The excursion did not have a specified return service. Passengers could choose how long they wanted to stay, including overnight. I elected to leave at 1912 and took an East Midlands Train to Newark North Gate where a short connection enabled me to catch the train north to Durham.
Lincoln City and its suppliers pulled out all the stops to welcome the special visitors. There was free food on the platform before you even got on the train, and goodie bags containing vouchers, mead, blackcurrant jam, rapeseed oil, and numerous vouchers for things I might like to do when there. I had booked a first class ticket, and the carriage was not crowded. A breakfast platter arrived with Lincolnshire sausage, bacon, egg, hash browns and baked beans. With so much effort having gone in to planning the Lincoln Experience Train, it must have been galling to find that a signalling problem in the Welwyn area delayed the train by around 50 minutes into Lincoln. 50% refund! More galling still for the customers who knew that had the train been a further ten minutes late, the one hour rule on delay repay would have got them all their money back for the journey! Anyway, breakfast on 3rd July was the first I had on LNER before the first lockdown, and was accompanied by two more bottles of free gin which arrived with plum bread and general jollillity all round.

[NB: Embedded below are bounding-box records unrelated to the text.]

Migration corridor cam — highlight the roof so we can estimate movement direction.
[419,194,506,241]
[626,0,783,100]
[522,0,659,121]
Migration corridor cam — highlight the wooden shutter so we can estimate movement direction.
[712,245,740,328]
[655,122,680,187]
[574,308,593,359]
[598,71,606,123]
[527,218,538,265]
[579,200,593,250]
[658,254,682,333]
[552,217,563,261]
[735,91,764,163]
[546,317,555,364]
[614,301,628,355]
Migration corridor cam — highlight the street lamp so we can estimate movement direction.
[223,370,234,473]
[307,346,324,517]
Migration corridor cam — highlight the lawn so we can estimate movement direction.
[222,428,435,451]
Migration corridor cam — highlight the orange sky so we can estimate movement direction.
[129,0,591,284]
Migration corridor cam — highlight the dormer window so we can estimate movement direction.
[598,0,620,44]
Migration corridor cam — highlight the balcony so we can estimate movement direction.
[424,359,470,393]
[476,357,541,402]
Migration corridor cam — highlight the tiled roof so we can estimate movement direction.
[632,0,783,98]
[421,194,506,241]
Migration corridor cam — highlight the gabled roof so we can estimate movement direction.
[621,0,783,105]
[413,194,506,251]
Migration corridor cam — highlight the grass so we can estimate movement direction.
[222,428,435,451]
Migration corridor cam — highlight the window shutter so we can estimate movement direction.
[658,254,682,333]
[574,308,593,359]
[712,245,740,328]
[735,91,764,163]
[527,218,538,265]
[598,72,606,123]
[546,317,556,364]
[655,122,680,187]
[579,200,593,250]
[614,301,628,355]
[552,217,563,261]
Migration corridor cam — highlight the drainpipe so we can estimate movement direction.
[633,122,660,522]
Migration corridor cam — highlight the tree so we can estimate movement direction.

On arrival, I did not head into the city centre, but headed south on the High Street through the southern outskirts of Lincoln to South Park, where I passed a glorious collection of high-end Victorian houses. At Canwick Road I met a brief shower, where I sought protection in a handy bus shelter. Climbing the hill, I found my objective: the International Bomber Command Centre (IBCC) commemorating 57,861 men and women from 62 nations who died in Bomber Command during WW2. Opened in 2018, the Chadwick Visitor Centre was impressive and informative with videos, exhibition and ephemera, and the spire and engraved metal memorials (in the same type of metal as the Angel of the North) was quite moving. Overlooking the city, the land is on a long lease from Jesus College, Oxford.

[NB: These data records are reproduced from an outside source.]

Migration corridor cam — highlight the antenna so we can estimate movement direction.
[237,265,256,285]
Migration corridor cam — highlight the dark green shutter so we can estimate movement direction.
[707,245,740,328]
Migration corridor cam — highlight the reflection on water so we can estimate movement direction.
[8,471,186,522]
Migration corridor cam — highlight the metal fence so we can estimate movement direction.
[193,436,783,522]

It was the first day of the open top tour bus but it doesn’t serve the IBCC. It should. I found a Stagecoach bus into Lincoln, and spent the rest of the afternoon following the Imp trail also inaugurated the same day, making my way north to the Castle, up the very Steep Hill which is a big surprise for anyone who thinks Lincolnshire is flat. I did not have time to see the Magna Carta, but enjoyed an ice cream and a rest on the grass until it was time to walk across to the Cathedral for Choral Evensong at 1730. There were only five adult choristers and a conductor, but they packed a punch. Meanwhile my Delay Repay from LNER was confirmed on Monday morning.